Ahead of the U.S. Food and Drug Administration’s (FDA) meeting to discuss the nation’s COVID-19 vaccine strategy, two studies published Wednesday provide more evidence of the need to get newer, bivalent booster vaccines.
The studies show the bivalent COVID-19 boosters provide better protection against infection, hospitalization, and death from the XBB variants than the monovalent vaccine alone.
A new CDC study showed that a bivalent booster on top of 2-4 monovalent doses was 48% more effective against symptomatic infection from the XBB and XBB.1.5 subvariants than a monovalent vaccine alone.
The study was based on real-world data “from the Increasing Community Access to Testing (ICATT) national pharmacy program for SARS-CoV-2 testing”
“Using spike (S)-gene target presence as a proxy for BA.2 sublineages, including XBB and XBB.1.5, during December 2022–January 2023, the results showed that a bivalent mRNA booster dose provided additional protection against symptomatic XBB/XBB.1.5 infection for at least the first 3 months after vaccination,” the study says.
According to the CDC, this is the first study involving bivalent boosters – designed to protect against both the original strain and the BA.5 omicron subvariant.
XBB variants dominate in the U.S.
These XBB subvariants are the dominant strain of the COVID-19 virus circulating in the United States.
Per the CDC’s latest data, 49.1% of COVID infections in the country for the week ending on January 21, 2023, have been attributed to XBB.1.5, the fastest-spreading subvariant.
“Bottom line: We did not see reduced vaccine protection against symptomatic illness for XBB/XBB.1.5 compared with recent BA.5-related variants, which is reassuring,” said Brendan Jackson, who leads the CDC’s coronavirus response, as quoted by The Washington Post.
The second study, New England Journal of Medicine research based on September-December data, covers two other important segments the CDC study didn’t include: risk of death and hospitalization.
According to the study, the bivalent booster was 61.8% effective against hospitalization or death, compared to 24.9% for the monovalent booster. This is a 36.9 percentage-point difference in vaccine effectiveness between the bivalent and monovalent boosters.
“In addition, estimates of vaccine effectiveness were similar for the Moderna and Pfizer-BioNTech boosters and similar among the first, second, and third booster doses,” the study added.
Should we switch to annual shots?
The U.S. Food and Drug Administration’s Vaccines and Related Biological Products Advisory Committee (VRBPAC) will meet Thursday to discuss a proposal to update COVID vaccines annually, like the flu vaccine.
FDA is hoping to simplify and streamline the COVID-19 vaccination process while pushing for increased vaccination rates by adopting an approach similar to influenza immunization with annual updates to match whatever strain of the virus is circulating.
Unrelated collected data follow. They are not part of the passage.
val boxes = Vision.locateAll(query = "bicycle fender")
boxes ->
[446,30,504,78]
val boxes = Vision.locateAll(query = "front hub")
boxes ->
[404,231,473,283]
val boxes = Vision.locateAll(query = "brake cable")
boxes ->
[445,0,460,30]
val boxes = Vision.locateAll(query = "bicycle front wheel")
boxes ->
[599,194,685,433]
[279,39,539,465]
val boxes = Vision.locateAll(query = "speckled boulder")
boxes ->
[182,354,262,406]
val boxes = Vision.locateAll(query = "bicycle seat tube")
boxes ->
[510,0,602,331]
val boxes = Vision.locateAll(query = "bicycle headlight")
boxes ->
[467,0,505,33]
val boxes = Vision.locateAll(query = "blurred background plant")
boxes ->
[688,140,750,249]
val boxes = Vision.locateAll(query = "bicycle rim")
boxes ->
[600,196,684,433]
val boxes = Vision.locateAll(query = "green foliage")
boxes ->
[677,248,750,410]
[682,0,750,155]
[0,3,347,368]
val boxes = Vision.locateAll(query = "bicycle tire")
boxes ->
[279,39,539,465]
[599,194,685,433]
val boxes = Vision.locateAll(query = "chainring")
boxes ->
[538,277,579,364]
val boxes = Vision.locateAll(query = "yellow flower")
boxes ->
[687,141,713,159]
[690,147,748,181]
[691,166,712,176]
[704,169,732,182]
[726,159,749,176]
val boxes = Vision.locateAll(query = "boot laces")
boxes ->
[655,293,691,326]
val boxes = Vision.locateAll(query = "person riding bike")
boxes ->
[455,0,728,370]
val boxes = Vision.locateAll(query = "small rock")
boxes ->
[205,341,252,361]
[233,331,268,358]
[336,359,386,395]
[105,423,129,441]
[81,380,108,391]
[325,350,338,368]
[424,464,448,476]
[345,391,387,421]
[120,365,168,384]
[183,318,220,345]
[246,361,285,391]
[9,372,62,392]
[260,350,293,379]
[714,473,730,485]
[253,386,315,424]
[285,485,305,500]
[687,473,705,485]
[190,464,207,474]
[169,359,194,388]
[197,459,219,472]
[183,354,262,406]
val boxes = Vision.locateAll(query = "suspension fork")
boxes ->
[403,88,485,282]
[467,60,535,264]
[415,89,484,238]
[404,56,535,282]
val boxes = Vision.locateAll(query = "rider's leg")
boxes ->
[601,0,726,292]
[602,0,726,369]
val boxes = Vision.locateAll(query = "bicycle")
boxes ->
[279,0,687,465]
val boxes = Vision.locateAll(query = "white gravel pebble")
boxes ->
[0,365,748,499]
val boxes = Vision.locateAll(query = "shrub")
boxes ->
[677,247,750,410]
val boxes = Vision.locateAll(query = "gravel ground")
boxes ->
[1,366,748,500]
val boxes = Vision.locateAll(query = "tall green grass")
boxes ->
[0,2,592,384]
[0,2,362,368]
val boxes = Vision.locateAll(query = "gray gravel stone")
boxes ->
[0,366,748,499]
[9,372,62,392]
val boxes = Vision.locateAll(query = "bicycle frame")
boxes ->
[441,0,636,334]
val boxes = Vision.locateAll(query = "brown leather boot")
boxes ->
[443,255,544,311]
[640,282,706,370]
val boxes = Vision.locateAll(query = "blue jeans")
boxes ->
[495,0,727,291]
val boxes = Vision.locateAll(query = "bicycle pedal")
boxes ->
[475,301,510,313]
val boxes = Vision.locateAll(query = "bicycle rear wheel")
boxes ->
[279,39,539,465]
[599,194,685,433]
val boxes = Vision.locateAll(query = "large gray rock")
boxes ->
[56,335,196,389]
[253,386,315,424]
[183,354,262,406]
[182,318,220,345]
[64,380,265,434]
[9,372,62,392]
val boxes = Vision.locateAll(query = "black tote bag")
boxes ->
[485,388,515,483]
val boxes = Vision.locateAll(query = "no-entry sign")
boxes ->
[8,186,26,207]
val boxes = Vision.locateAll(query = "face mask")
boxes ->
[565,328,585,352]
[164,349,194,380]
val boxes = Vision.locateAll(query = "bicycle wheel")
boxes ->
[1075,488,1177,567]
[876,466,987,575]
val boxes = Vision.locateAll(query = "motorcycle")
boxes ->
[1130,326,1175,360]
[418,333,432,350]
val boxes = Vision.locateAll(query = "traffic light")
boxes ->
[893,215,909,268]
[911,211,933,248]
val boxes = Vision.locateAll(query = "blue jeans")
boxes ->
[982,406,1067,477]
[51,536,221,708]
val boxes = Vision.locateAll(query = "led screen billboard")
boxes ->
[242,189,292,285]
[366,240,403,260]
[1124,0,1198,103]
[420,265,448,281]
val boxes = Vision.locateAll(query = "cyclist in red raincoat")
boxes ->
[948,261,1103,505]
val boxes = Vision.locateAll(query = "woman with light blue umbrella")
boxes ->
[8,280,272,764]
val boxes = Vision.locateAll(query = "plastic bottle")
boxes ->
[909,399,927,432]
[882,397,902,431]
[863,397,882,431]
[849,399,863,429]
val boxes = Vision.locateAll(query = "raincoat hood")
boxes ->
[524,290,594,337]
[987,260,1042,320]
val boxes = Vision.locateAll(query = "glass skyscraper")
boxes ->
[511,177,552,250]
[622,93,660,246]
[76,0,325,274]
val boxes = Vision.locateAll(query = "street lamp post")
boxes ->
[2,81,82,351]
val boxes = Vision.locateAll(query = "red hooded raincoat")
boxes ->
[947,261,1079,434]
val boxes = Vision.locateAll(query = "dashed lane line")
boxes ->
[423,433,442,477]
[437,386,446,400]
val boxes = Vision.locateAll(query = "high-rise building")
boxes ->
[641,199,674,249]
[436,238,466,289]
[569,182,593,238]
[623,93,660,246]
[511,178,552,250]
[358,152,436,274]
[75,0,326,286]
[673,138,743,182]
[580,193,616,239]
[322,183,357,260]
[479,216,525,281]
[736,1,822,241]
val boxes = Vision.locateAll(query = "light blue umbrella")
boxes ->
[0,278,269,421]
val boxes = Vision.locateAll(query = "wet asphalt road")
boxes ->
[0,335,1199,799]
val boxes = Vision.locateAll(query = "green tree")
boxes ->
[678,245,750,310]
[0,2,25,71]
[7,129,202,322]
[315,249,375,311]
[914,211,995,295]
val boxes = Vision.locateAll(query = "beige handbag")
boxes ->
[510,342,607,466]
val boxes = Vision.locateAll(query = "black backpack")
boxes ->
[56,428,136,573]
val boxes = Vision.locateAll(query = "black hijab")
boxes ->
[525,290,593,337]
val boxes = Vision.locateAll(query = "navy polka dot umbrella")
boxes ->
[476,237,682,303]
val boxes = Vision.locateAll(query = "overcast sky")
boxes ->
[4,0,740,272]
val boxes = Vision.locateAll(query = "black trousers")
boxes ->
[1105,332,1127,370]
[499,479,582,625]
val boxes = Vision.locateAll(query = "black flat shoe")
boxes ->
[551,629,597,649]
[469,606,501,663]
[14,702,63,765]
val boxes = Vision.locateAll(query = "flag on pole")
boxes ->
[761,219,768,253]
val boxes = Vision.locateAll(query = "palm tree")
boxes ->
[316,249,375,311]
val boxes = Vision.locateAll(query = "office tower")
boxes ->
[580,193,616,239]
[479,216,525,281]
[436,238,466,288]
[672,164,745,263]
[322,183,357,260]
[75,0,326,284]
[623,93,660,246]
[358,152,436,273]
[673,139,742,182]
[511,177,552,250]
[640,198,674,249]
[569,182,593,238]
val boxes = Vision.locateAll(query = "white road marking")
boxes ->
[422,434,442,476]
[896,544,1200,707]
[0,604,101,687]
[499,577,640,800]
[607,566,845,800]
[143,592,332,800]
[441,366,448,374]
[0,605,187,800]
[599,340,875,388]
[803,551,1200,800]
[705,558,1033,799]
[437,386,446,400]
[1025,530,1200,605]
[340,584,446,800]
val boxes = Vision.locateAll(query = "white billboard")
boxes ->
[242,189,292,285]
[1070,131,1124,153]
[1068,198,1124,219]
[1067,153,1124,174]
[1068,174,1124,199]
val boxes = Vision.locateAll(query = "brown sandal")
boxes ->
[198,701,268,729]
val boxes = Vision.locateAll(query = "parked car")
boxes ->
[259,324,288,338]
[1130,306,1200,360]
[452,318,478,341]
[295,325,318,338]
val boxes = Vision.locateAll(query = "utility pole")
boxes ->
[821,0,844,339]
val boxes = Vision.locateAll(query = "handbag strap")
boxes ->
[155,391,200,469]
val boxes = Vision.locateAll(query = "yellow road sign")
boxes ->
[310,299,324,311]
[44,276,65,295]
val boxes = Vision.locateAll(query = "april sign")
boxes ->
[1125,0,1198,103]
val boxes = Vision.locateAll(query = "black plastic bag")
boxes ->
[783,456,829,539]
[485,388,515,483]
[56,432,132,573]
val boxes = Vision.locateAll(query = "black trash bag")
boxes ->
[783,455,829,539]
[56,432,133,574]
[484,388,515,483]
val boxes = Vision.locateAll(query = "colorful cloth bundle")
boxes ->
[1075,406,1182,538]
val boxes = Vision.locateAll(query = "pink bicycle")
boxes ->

“FDA anticipates conducting an assessment of SARS-CoV-2 strains at least annually and to engage VRBPAC in about early June of each year regarding strain selection for the fall season,” the agency said.
“[C]irculation of a more pathogenic vaccine-escape variant of SARS-CoV-2 would likely prompt, on an as-needed and emergent basis, an ad-hoc strain selection meeting of VRBPAC.”